Manufacturing employment rose again in June by more than 11,000 employees, according to the U.S. Bureau of Labor Statistics. Growth in Q2 2012 averaged 10,000 employees per month, below the average of 41,000 per month during Q1 2012. But since June 2011, manufacturing employment has grown overall by 1.9%. The U.S. Bureau of Labor Statistics reports that the manufacturing unemployment rate stood at 6.9% in June, a decrease from 9.2% in June 2011. (Overall nonfarm unemployment was unchanged May-to-June at 8.2%.)
The under-reported part of this story, according to John Brandt, CEO of the MPI Group, is that the manufacturing workweek in June grew by 0.1 hour to 40.7 hours, and manufacturing overtime for all employees was 3.3 hours for the fifth consecutive month (4.3 hours for production employees).

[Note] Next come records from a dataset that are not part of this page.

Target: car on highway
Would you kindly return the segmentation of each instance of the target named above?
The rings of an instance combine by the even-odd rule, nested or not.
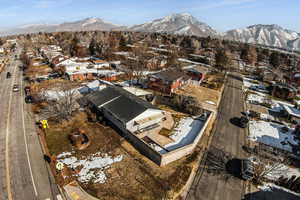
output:
[[[249,123],[249,119],[245,116],[240,117],[239,125],[241,128],[246,128]]]
[[[24,87],[25,96],[30,96],[30,87],[26,86]]]
[[[6,73],[6,78],[10,78],[11,77],[11,73],[10,72],[7,72]]]
[[[14,84],[14,86],[13,86],[13,91],[14,92],[19,92],[19,85],[18,84]]]
[[[33,103],[33,97],[32,96],[26,96],[25,97],[25,103]]]

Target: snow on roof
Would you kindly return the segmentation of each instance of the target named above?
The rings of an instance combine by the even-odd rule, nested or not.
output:
[[[293,192],[293,191],[291,191],[291,190],[288,190],[288,189],[286,189],[286,188],[284,188],[284,187],[277,186],[277,185],[275,185],[275,184],[273,184],[273,183],[266,183],[266,184],[264,184],[264,185],[262,185],[262,186],[258,186],[258,188],[259,188],[260,190],[266,191],[266,192],[273,192],[274,189],[275,189],[276,193],[275,193],[274,195],[276,195],[277,197],[278,197],[278,192],[282,191],[282,192],[286,192],[287,194],[295,195],[295,197],[293,197],[293,199],[296,199],[297,197],[300,198],[300,194],[298,194],[298,193],[296,193],[296,192]],[[279,195],[284,195],[284,193],[279,193]],[[281,197],[282,197],[282,196],[281,196]],[[283,198],[286,198],[286,197],[287,197],[287,195],[284,195]],[[270,197],[270,198],[272,198],[272,197]],[[280,197],[279,197],[279,198],[280,198]],[[293,199],[291,199],[291,200],[293,200]]]
[[[292,129],[289,129],[287,133],[283,133],[281,131],[282,127],[282,125],[271,122],[250,121],[249,139],[292,152],[292,147],[287,142],[295,145],[297,145],[298,142],[294,140]]]
[[[168,151],[173,151],[180,147],[186,146],[194,142],[196,137],[201,132],[204,126],[204,122],[201,120],[195,120],[191,117],[183,118],[179,121],[177,127],[171,133],[170,138],[174,141],[164,146]],[[160,153],[166,153],[165,150],[159,151]]]
[[[300,118],[300,110],[299,109],[294,108],[292,106],[288,106],[288,105],[282,105],[282,106],[289,113],[289,115]]]
[[[291,168],[284,164],[274,163],[266,166],[267,169],[274,168],[266,175],[269,180],[278,180],[280,177],[291,178],[292,176],[300,177],[300,172],[297,168]]]
[[[128,92],[136,96],[146,96],[152,94],[151,92],[136,87],[123,87],[123,89],[127,90]]]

“That doesn’t look like a one-time surge to meet unexpected demand,” he writes in his current blog. “Instead, it seems like a consistent strategy of using overtime hours rather than hiring. The U.S. has nearly 12 million manufacturing employees. Imagine if even half of those overtime hours were applied to creating new full-time positions, instead of just additional hours for current employees. Simple math says that nearly 500,000 new jobs could appear. Even with current employees losing overtime wages, it’s hard to envision a scenario in which a half-million new jobs wouldn’t boost the economy into overdrive.”